27
de setembro de
2004
Depurando
cada vez mais seu estilo de filmar, o cineasta brasileiro Carlos
Reichenbach volta a brindar o espectador, em Garotas
do ABC (2004),
com uma narrativa cinematográfica em que a montagem busca
uma harmonia que é acima de tudo musical. A maneira como
os cortes, os planos e os movimentos de câmara se sucedem
na tela obedecem ao processo de uma clave: a imagem é quase
transformada numa nota musical; cada trecho do filme aparece
com uma precisão bastante rara no cinema brasileiro.
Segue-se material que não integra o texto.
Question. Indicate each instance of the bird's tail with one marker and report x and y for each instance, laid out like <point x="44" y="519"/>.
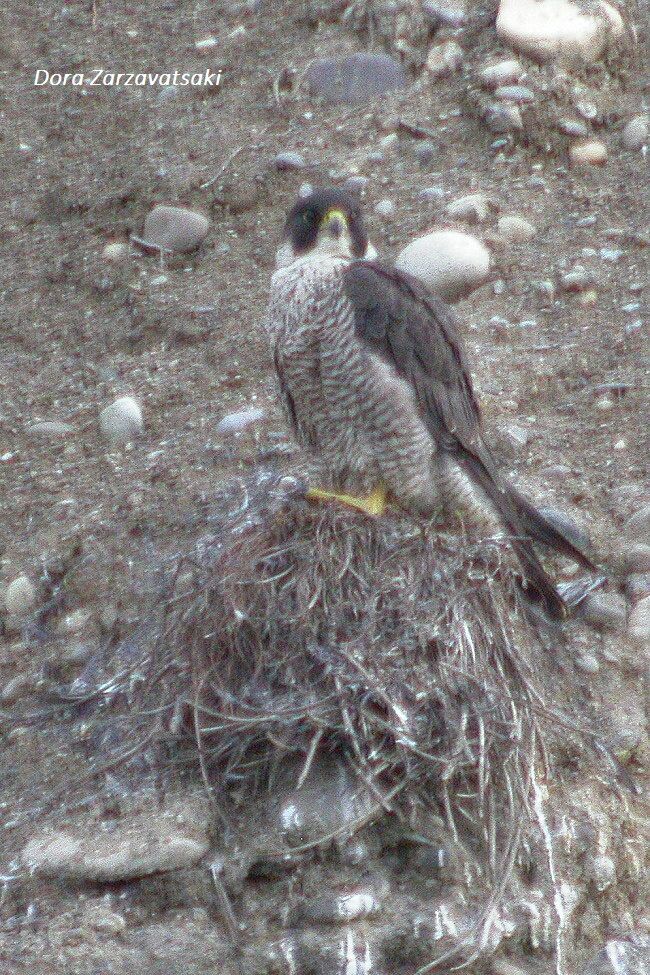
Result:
<point x="524" y="524"/>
O
que se observa no Reichenbach de hoje (em obras-primas como Alma
corsária, 1993, e Dois córregos, 1999, e neste
seu último lançamento) é uma aliança
entre rigor formal e espontaneidade de filmar em que aquele não
retira a naturalidade das cenas e esta não cai na improvisação
amadorística sem eira nem beira; neste aspecto nosso realizador é tão
considerável autor quanto alguns europeus que se valeram
destes jogos de rigor e desenvoltura para construir suas filmografias
(o espanhol Carlos Saura, o sueco Ingmar Bergman, o francês
Robert Bresson –antes que se apressem os leitores, quero
esclarecer que nenhum deles influiu no cinema de Reichenbach).
Garotas
do ABC é um olhar do cinema intelectual e literário
de Reichenbach para um cenário em que foram rodados importantes
documentários políticos brasileiros, entre eles
o extraordinário Braços cruzados, máquinas
paradas (1978), de Roberto Gervitz e Sérgio Toledo: o
universo operário da industrializada região do
ABC paulista, onde, no fim dos anos 70, começaram a estourar
as primeiras greves de trabalhadores no corpo da agonia da ditadura
militar. Reichenbach, com tato e sensibilidade, se aproxima de
criaturas femininas que trabalham numa indústria têxtil;
os sons e os movimentos dos teares são outros elementos
que compõem a musicalidade do filme.
O
centro da trama deste que foi projetado como o primeiro de seis
olhares para as tecelãs paulistas é Aurélia,
uma negra vivida por Michelle Valle; ainda durante a apresentação
dos créditos iniciais, temos a primeira cena sedutora,
um striptease ao contrário, a personagem está nua
e se veste em seu quarto dançando. Originário da
Boca do Lixo paulistana, um gueto da produção cinematográfica
pornográfica brasileira nos anos 60 e 70 e parte dos 80,
Reichenbach não rejeita a sensualidade dos corpos jovens
em cena ainda hoje, como na seqüência que abre a fita.
A
modernidade de Garotas do ABC é um dado. A irrefreável
violência da sociedade deste início de milênio
surge nas loucuras de um grupo de jovens neonazistas capitaneados
pela personagem de Selton Mello; a este grupo pertence o namorado
de Aurélia, chamado Fábio Tavares e interpretado
com a devida rigidez por Fernando Pavão; do conflito carnal
e humano entre Aurélia e Fábio nascem as contradições
de comportamento que dão pujança a um dos lados
desta narrativa múltipla.
Há seqüências que provocam vertigem no olho
do observador. Selton Mello e Fernando Pavão estão
diante duma pedreira em que operários estão em
seu trabalho de demolição, Selton fala o tempo
todo em sua revolução social fascista, a personagem
de Pavão está é inquieta com o recente rompimento
com a negra que continua a deslumbrá-lo, a câmara
gira constantemente em torno dos dois, provocando a sensação
de vertigem.
Surge
uma curiosa participação de Reichenbach como
ator quase só com sua voz. São duas cenas, ele é o
diretor das operárias. Numa delas ele está de costas,
na outra de frente, mas seu rosto nunca é visto. Sua voz
poderosa, à Orson Welles, preenche o plano.
Enfim,
Garotas do ABC é a obra de um autor, traz a marca
pessoal de Reichenbach em todas as soluções estilísticas.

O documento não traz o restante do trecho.